Passed a filename, it reads it, and returns a list of lines. (Read in text mode)

writelines
----------

::

    writelines(filename, infile, newline=False)

Given a filename and a list of lines it writes the file. (In text mode)

If ``newline`` is ``True`` (default is ``False``) it adds a newline to each line.


readbinary
----------

::

    readbinary(filename)

Given a filename, read a file in binary mode. It returns a single string.


writebinary
-----------

::

    writebinary(filename, infile)

Given a filename and a string, write the file in binary mode. 


readfile
--------

::

    readfile(filename)

Given a filename, read a file in text mode. It returns a single string.


writefile
---------

::

    writebinary(filename, infile)

Given a filename and a string, write the file in text mode. 


File Paths
==========

A few functions useful when working with file paths.  


tslash
------

::

    tslash(apath):

Add a trailing slash (``/``) to a path if it lacks one.

It doesn't use ``os.sep`` because you end up in trouble on windoze, when you
want separators for URLs.


relpath
-------

::

    relpath(origin, dest)


Return the relative path between origin and dest.

If it's not possible return dest.


If they are identical return ``os.curdir``

Adapted from `path.py`_ by Jason Orendorff.


.. _path.py: http://www.jorendorff.com/articles/python/path/


splitall
--------

::

    splitall(loc)

Return a list of the path components in loc. (Used by relpath_).

The first item in the list will be  either ``os.curdir``, ``os.pardir``, empty,
or the root directory of loc (for example, ``/`` or ``C:\``).

The other items in the list will be strings.
    
Adapted from ``path.py`` by Jason Orendorff.


Walking Directory Trees
=======================

A few generators to assist walking directory trees.

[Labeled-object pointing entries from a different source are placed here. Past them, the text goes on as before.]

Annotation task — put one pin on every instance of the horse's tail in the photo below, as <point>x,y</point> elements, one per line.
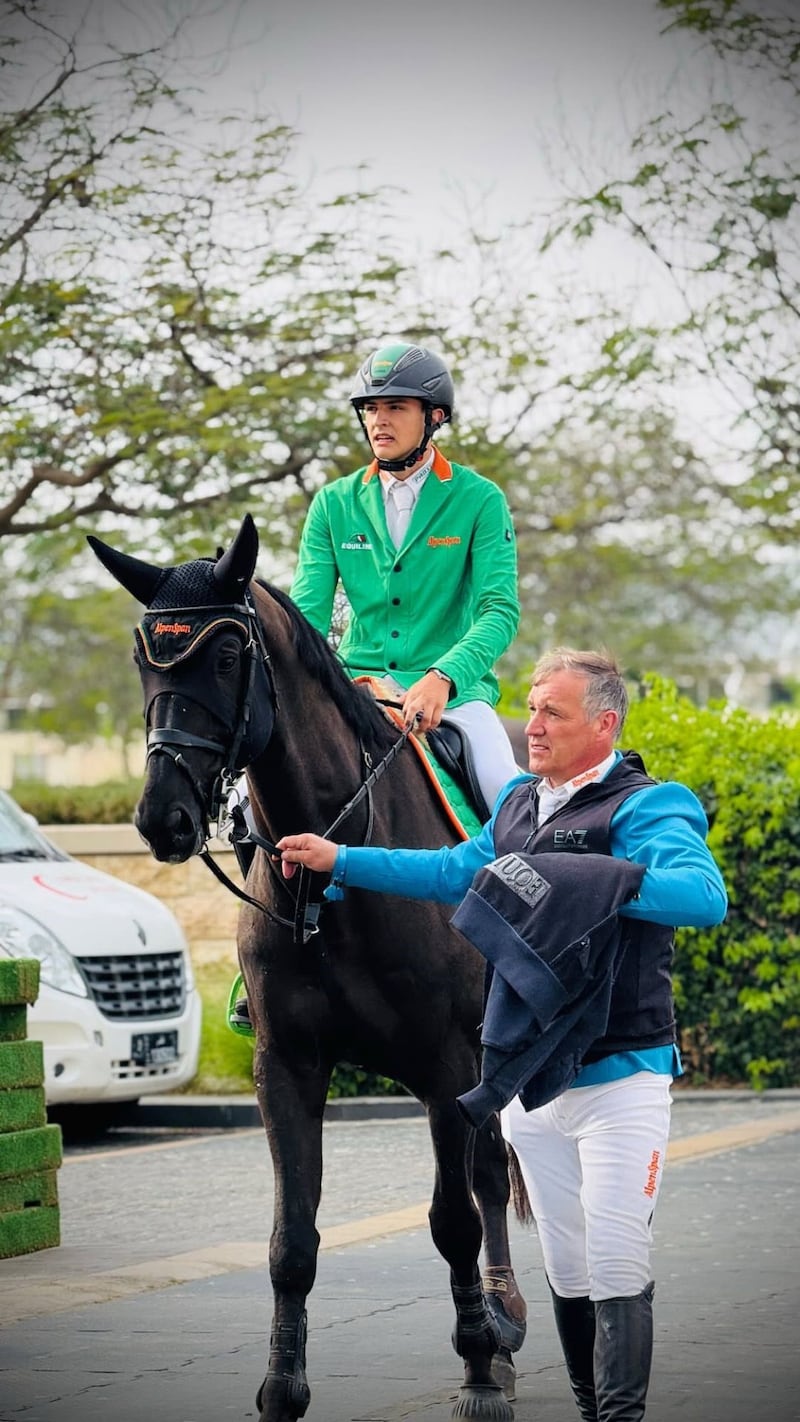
<point>519,1192</point>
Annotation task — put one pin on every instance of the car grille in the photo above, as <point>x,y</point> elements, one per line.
<point>137,987</point>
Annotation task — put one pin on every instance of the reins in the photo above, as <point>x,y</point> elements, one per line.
<point>306,912</point>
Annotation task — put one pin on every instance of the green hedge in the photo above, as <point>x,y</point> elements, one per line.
<point>736,986</point>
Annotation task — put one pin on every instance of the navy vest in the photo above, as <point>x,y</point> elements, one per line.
<point>642,1010</point>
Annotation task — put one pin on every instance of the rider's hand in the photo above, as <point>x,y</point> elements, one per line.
<point>428,696</point>
<point>310,851</point>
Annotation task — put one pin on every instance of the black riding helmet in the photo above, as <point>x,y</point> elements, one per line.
<point>408,373</point>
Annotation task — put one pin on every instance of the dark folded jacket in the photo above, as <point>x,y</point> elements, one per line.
<point>549,927</point>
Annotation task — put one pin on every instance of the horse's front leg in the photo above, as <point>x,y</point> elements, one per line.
<point>292,1098</point>
<point>455,1226</point>
<point>492,1190</point>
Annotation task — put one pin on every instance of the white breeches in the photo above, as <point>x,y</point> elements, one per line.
<point>593,1162</point>
<point>488,738</point>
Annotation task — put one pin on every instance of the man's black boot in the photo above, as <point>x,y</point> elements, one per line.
<point>574,1320</point>
<point>623,1354</point>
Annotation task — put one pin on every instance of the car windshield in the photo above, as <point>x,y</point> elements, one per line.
<point>20,839</point>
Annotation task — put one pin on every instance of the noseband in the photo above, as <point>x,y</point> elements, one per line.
<point>168,639</point>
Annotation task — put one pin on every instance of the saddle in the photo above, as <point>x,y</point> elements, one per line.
<point>446,750</point>
<point>453,754</point>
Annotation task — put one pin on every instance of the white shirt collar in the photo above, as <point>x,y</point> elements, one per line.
<point>552,797</point>
<point>414,482</point>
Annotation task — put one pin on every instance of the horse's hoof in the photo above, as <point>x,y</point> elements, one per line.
<point>483,1401</point>
<point>284,1398</point>
<point>505,1374</point>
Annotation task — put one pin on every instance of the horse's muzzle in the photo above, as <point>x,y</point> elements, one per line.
<point>175,835</point>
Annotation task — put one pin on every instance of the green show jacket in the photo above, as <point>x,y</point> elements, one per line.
<point>446,597</point>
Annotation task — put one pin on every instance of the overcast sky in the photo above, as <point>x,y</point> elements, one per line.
<point>455,103</point>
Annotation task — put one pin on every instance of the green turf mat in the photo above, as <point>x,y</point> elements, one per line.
<point>22,1108</point>
<point>22,1232</point>
<point>19,980</point>
<point>22,1064</point>
<point>20,1192</point>
<point>23,1152</point>
<point>13,1023</point>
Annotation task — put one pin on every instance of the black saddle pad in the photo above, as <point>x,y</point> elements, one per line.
<point>453,752</point>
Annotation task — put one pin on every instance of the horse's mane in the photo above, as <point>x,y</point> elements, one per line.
<point>355,703</point>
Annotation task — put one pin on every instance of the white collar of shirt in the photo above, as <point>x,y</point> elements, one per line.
<point>414,482</point>
<point>552,797</point>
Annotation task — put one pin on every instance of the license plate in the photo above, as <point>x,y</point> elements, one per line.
<point>154,1048</point>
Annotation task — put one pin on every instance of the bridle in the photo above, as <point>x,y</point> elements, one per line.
<point>162,646</point>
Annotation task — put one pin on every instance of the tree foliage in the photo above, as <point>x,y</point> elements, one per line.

All Python 2.2 compatible (pre ``os.walk``).


walkfiles
---------

::

    walkfiles(thisdir)


walkfiles(D) -> iterator over files in D, recursively. Yields full file paths.

Adapted from path.py by Jason Orendorff.


walkdirs
--------

::

    walkdirs(thisdir)

Walk through all the subdirectories in a tree. Recursively yields directory
names (full paths).


walkemptydirs
-------------

::

    walkemptydirs(thisdir)

Recursively yield names of *empty* directories.

These are the only paths omitted when using ``walkfiles``.


File Locking
============

Simple cross platform file locking is a common task, it is not as easy as it
should be.

One useful module is `XFile <http://www.deimerich.com/>`_, which is a cross 
platform file locking module. *Under the hood* it uses `fcntl <http://docs.python.org/lib/module-fcntl.html>`_ 
(for Unix like platforms) or the `win32 <http://sourceforge.net/projects/pywin32>`_ {acro;API;Application Programmers Interface} 
to do the locking.

Unfortunately, you can't gain an exclusive lock for a read only access.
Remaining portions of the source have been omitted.